Закон продолжающей вечно действовать силы касается не только физической, но и духовной области. Нам представляется естественным, что героическая воля продолжает взлетать и продолжает создавать воли. С особым даже пристрастием трудятся наши ученые над открытием исходной энергии религиозного или поэтического явления. Написаны толстые тома, чтобы связать структуру мышления нашего времени с определенными мыслителями прошлого. Эта деятельность профессоров философии иногда даже сама рассматривается как философия, настолько важной она кажется. Системы эстетики также точно исследуются и фиксируются документально. Но при этом искусство и представители искусства почти полностью забыты; для них на скорую руку создали особую эстетику, которая повернулась спиной к нордической Западной Европе, смотрит пристально на юго-восток или в облака, чтобы открытый якобы там критерий оценки использовать и по отношению к европейскому искусству.
Но что было тем, что пробудило Бетховена в бурю и непогоду бегать по Вене, внезапно остановиться, и, забывши обо всем на свете, отбивать ритм кулаками? Что было тем, что заставило Рембрандта в глубокой бедности презирать все внешнее и до потери сил стоять за холстом? Что побудило Леонардо изучать тайны человеческой фигуры? Что заставило Ульриха фон Энзингена составлять его церковные планы? Это было не что иное, как самовоплощение художественной (эстетической) воли, которую следует, наконец, признать древней загадкой, наряду с героическим и нравственным, если мы хотим, наконец, выйти за рамки эстетики наших старших учителей. И это тем более, когда нигде бурный и волевой момент в искусстве не проявился так четко, как в нордической Западной Европе. Не выделить это со всей четкостью - это один из величайших грехов упущения XIX века.
Грек тоже был до глубины души волевым в час рождения своего искусства. Именно греческое сказание сообщает нам о художнике, который так пылко полюбил свое произведение, что любовь его и мертвый камень превратила в полнокровную жизнь. И в этом мифе изложено признание всеформирующей эстетической воли. И дикая роспись на Парфеноне, греческий танец и утраченная греческая музыка (от которой получили свое имя все другие "музы") делали это буйство воли раньше более слышным, чем это кажется сегодня. Но все-таки у древнего грека после волевого акта творчества наступает духовное упрощение формы, что было характерным для греческой культуры. Это самообладание вызвало в западноевропейском наблюдателе "созерцательное" настроение, на основе которого он тогда вообще построил эстетику.

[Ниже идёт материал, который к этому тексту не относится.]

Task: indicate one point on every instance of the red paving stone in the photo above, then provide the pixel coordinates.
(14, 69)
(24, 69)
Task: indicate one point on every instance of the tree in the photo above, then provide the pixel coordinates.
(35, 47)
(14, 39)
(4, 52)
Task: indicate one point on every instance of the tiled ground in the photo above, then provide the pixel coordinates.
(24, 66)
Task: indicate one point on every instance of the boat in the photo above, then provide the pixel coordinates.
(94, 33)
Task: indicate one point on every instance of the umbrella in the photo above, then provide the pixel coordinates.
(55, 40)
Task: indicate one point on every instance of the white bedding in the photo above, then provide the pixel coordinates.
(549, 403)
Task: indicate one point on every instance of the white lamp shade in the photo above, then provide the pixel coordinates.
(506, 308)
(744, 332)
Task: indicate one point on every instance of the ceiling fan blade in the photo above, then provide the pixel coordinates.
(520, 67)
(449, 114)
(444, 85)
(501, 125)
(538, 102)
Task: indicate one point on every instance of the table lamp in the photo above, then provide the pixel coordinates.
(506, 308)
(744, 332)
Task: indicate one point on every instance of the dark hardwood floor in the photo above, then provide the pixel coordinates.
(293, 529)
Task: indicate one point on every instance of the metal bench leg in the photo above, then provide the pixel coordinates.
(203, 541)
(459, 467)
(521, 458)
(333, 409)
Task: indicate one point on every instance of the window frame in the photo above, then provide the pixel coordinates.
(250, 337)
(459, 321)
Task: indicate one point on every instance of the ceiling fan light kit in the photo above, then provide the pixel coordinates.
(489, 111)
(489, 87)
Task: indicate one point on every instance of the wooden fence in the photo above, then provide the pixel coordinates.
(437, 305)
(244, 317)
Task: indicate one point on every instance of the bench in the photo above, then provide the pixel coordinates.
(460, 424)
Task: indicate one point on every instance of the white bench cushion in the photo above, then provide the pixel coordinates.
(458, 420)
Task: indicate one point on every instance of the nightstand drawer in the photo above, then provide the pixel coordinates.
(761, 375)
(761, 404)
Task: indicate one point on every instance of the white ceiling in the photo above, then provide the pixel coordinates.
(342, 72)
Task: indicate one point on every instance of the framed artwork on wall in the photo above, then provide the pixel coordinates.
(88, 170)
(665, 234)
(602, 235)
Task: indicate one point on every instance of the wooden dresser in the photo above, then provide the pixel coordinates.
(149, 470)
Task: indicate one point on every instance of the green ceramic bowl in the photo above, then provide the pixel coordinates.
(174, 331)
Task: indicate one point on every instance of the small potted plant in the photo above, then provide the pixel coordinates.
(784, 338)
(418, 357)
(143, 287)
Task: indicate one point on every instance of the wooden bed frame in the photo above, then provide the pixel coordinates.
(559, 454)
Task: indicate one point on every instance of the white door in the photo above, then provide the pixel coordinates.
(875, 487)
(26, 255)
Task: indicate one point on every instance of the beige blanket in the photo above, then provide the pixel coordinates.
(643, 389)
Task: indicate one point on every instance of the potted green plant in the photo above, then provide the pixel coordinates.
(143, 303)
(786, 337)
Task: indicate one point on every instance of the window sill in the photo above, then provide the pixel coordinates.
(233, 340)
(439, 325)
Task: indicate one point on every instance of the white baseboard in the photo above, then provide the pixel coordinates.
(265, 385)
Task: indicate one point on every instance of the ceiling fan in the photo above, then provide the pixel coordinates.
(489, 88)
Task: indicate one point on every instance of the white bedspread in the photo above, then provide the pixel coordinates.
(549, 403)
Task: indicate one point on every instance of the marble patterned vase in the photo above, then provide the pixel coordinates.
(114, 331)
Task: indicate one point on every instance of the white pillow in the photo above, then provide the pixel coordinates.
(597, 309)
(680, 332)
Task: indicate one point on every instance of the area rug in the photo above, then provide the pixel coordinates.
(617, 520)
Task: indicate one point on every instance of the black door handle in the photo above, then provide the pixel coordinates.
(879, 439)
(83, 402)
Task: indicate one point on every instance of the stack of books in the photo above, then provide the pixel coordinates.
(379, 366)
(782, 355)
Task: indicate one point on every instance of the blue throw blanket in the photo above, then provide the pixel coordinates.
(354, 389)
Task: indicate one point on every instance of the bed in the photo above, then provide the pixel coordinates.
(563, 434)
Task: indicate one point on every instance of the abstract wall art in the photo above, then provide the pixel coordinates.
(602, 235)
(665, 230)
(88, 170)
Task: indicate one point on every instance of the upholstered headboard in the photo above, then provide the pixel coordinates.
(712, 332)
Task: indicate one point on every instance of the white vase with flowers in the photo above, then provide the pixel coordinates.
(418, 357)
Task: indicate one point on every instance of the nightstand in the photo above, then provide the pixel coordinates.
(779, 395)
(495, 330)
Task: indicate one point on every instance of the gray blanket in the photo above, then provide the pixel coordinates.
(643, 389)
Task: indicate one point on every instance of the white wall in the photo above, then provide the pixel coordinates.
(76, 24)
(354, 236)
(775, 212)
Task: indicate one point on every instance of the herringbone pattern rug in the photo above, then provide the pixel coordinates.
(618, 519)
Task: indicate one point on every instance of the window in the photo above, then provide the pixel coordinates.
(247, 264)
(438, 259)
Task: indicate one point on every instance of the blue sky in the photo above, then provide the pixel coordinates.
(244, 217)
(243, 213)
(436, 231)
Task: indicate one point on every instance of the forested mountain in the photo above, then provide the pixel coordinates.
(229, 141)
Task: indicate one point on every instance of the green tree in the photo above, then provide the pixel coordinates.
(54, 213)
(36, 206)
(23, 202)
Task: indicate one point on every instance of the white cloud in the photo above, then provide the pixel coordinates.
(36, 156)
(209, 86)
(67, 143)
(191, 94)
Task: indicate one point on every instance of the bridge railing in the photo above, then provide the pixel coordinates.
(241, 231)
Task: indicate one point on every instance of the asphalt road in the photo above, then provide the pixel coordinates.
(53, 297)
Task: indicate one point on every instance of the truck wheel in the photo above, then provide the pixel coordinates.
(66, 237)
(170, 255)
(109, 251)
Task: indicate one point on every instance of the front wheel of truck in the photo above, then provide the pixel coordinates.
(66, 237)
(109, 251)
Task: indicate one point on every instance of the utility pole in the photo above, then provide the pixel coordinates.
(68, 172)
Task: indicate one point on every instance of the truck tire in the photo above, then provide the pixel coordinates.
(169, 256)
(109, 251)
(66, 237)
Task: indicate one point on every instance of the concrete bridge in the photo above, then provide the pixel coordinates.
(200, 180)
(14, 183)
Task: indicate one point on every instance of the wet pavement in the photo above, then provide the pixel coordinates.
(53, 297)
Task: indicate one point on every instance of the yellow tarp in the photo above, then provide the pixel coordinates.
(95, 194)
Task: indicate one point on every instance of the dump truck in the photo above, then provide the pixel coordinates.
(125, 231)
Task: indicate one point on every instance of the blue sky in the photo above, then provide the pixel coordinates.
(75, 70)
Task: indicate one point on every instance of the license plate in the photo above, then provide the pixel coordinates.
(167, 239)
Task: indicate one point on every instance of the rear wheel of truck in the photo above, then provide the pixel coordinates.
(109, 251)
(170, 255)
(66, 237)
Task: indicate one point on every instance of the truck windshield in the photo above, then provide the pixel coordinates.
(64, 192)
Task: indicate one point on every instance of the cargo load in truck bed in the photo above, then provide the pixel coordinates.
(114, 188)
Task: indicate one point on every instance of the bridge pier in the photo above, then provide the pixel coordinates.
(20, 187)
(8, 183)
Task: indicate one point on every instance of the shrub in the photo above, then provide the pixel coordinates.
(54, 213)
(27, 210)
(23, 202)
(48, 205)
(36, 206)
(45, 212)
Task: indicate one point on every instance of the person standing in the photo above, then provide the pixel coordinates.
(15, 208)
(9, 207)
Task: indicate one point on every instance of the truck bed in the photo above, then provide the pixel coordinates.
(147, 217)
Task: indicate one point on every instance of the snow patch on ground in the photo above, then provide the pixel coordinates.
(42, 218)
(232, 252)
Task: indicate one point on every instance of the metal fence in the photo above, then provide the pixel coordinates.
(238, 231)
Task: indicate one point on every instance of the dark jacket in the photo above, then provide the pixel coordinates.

Эстетическое восприятие означает чувство наслаждения; эстетическое настроение - это бесстрастное созерцание, при котором чистый субъект признания поднимается до безотходной объективности. Так учит эстетика Канта и Шопенгауэра. Так писали девяносто девять из ста философов искусства после них. В основе этой оценки лежал упомянутый догмат навязанной веры, который всю нашу эстетику обрек на бесплодие. Наиболее примечательно утверждение об отсутствии эстетической воли. В этом утверждении сходятся и непримиримые в остальном противники. Тот факт, что за каждым художественным произведением, так же как и за религиозным учением, стоит сила, вообще не был принят во внимание. Поэтому наша эстетика касается взглядов, идей, понятий, только фрагментов восприятия красоты, а не того факта, что в основе любого художественного творчества лежит формирующая воля, которая сосредоточивается в произведении и в случае необходимости снова ставит цель разбудить деятельную силу души, чтобы все старания не были напрасными.